Claire Underwood's presidency is not without its detractors, and one of her biggest enemies may also be one of her closest friends — or, at least, whatever the House of Cards version of "friends" are. After a brief exchange of jibes and insults, Claire Underwood and Annette Shepard briefly set their rivalry aside to look each other in the eyes and do a slow-moving dance that shows off a surprising amount of flexibility, but also begs the question "why would they do that?" Claire and Annette's House Of Cards dance may be an odd moment, but it communicates how deep their connection is.
The dance that Claire and Annette are doing is called the Texas Dip, and is a staple of debutante balls in the Lone Star State. Houstonia Magazine explains that some people hire ballet trainers to practice the complicated move so that they can perform it in the extravagant dresses and high heels that a debutante's ball would require. Claire and Annette, both having grown up together in Texas, likely had to attend their fair shares of Texan debutante balls in their youth, and remember the signature Texan debutante bow after all these years.
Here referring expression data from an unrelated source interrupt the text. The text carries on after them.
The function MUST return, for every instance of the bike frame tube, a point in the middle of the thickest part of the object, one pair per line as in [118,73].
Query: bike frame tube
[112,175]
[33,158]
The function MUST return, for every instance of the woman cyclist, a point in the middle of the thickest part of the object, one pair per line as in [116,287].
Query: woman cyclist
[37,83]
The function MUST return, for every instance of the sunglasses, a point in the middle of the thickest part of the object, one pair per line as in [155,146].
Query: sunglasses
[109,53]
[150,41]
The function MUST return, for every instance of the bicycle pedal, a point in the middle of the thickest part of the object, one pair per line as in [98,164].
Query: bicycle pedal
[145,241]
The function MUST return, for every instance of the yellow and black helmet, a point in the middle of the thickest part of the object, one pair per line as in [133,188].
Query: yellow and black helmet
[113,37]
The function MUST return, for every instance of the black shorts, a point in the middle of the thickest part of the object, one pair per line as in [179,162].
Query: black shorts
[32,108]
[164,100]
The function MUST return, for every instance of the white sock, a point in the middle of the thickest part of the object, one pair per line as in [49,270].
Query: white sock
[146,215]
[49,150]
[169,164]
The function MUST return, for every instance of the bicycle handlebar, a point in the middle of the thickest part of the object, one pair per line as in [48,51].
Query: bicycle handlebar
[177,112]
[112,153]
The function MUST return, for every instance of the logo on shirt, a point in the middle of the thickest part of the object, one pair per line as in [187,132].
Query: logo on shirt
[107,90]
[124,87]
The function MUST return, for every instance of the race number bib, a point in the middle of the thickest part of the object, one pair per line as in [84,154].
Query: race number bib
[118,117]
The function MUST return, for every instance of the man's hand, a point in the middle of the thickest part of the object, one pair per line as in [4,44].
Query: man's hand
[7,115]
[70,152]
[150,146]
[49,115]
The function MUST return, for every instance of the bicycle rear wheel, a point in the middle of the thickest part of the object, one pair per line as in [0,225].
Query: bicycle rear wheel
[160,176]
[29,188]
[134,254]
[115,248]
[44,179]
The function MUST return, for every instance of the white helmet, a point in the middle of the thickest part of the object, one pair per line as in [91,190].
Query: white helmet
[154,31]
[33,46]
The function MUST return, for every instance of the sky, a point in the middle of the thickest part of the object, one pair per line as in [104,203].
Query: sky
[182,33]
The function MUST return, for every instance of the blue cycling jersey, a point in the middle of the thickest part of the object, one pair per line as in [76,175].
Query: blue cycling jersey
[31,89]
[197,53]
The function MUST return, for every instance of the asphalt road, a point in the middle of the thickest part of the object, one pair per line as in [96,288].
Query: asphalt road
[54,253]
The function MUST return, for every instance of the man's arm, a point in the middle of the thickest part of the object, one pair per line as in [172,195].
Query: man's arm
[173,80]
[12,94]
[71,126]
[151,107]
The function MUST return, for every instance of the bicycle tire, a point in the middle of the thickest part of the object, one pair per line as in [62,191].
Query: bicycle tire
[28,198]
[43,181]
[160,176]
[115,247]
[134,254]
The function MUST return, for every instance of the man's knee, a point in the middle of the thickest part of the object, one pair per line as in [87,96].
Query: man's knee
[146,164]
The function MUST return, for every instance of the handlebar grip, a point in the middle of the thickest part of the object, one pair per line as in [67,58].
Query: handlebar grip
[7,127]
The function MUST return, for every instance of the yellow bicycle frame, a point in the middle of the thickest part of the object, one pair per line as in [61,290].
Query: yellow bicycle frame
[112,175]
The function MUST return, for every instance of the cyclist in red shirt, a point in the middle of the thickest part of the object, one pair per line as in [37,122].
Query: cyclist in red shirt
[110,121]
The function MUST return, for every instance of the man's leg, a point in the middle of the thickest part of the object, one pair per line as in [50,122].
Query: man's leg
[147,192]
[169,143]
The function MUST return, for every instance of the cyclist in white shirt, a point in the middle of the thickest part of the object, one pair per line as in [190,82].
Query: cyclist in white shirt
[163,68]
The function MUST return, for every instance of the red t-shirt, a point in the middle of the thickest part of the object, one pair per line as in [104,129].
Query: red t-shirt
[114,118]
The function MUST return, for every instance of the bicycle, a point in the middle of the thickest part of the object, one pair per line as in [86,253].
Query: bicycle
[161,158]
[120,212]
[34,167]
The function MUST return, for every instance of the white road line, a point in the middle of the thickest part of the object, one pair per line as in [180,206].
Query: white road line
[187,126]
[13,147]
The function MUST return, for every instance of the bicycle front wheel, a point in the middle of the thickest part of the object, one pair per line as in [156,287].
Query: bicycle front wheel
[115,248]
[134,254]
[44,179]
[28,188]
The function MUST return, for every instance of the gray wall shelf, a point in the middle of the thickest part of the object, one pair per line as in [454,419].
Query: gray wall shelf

In an interview with Bustle, Diane Lane, who plays Annette Shepard, revealed "I know that we researched [The Texas Dip] thoroughly, we practiced it well," and that the dance is just a peek at Annette and Claire's connection. "It was a bonding experience for [Claire and Annette] and really about a shared irreverence for the pomp and circumstance that is mandatory in some of these intuitions of higher learning."
Claire and Annette's proficiency in the Texas Dip appears multiple times throughout the final season of House of Cards. Initially, they perform the dip to each other after Annette attempts to get under Claire's skin by admitting that she had slept with Frank and that his performance left something to be desired. The Dip is once again seen in a flashback, in which young Claire and Annette pass a joint mid-dip in one of their bedrooms — something that is likely frowned upon amongst debutante circles.
Lane suggests that despite the fact that Annette and Claire have gone from sharing weed to being two of the most powerful people in the world, "they know that they're human, they indulge in things that are not approved and they have that common frame of references on each other and shared memories."
House Of Cards has always had tricks hidden up its sleeve, showing that even when The Underwoods have reached what they believed to be the apex of power, the curtain is drawn on a force that is somehow more powerful than being President of the United States. Annette Shepard's resources and influence are both threats to Claire's presidency, but it's their shared history that could give Annette the opportunity to tear down her well-being without having to resort to hiring an assassin. Claire and Annette may be mortal enemies, but they'll always have the Texas Dip.